Officials of the City Accounting Office, in an executive session with the City Council yesterday, said there is a “compelling need” to convert the loan into a domestic one.
The P1.2 billion will not cover the City’s payments for the principal amount of the loan it took from the Japan International Cooperation Agency (Jica), but only the payments for currency fluctuations and the guarantee fee.
The City had availed itself of a 12.315-billion yen with Jica in 1995 to develop the 300-hectare SRP. At that time, its peso equivalent was P4.65 billion.
The loan is payable in 30 years, ending in 2025. The City’s balance was P2.91 billion, including interest, as of Feb. 27, 2014.

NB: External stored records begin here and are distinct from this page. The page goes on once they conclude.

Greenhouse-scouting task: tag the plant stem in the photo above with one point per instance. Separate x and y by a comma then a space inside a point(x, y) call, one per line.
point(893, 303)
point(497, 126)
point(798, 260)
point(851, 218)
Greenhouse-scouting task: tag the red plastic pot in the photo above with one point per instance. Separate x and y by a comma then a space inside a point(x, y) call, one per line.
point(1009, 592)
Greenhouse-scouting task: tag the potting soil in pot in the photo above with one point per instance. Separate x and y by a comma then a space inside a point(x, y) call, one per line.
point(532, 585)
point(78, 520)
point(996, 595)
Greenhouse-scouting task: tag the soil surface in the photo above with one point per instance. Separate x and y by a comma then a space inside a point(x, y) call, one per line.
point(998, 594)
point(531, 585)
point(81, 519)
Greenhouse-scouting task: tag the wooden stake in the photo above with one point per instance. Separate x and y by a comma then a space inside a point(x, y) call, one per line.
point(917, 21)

Appearing before the council yesterday, City Accountant Atty. Mark Solomon said the foreign exchange losses are expected to reach P992,626,938 in the next 10 years or nearly P100 million every year.
For the next 10 years, Solomon also said, the City will have to pay P206,513,590 for the guarantee fee, on top of its foreign exchange losses.

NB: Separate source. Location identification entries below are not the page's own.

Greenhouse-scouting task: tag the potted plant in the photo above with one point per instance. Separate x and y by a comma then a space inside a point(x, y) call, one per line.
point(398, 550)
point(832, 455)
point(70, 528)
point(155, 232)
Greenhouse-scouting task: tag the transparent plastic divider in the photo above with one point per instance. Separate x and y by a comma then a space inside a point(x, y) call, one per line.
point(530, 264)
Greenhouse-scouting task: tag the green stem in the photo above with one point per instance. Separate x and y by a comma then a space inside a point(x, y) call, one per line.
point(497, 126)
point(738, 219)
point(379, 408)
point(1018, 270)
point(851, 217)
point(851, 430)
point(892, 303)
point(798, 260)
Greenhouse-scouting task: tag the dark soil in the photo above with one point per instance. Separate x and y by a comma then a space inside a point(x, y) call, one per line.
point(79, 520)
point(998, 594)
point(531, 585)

Since the City started paying for the loan in 2005, Solomon said, it has already suffered foreign exchange losses of P90,238,812 per annum or a total of P902,388,126.
The amount forms part of the P2.63 billion that the City has so far paid for the principal.
“This is a substantial amount which is charged to the general fund of the City and this could have been used as additional budget for basic services,” Solomon said.
The City suffered foreign exchange losses, he said, because when the City entered into the loan agreement for the SRP in March 1996, there was a huge difference in the value of the yen to the US dollar and the dollar to the peso.
During that time, the exchange rate for one yen was US$1.3, while each US dollar was worth P26.30.
Now, however, Solomon said the yen-to-dollar exchange rate is at 0.90, while the dollar-to-peso exchange rate is at P43.
“So there is really a big difference. Foreign exchange loss occurs when an agreement is entered into under a foreign currency, which in this case is Japanese yen, and at the time of payment, there is a higher exchange rate due to the fluctuation of currency valuation,” he said.
The City pays for the SRP loan twice every year, in February and August.
"If we don’t convert the foreign loan into a domestic loan, we will really suffer further losses,” he said.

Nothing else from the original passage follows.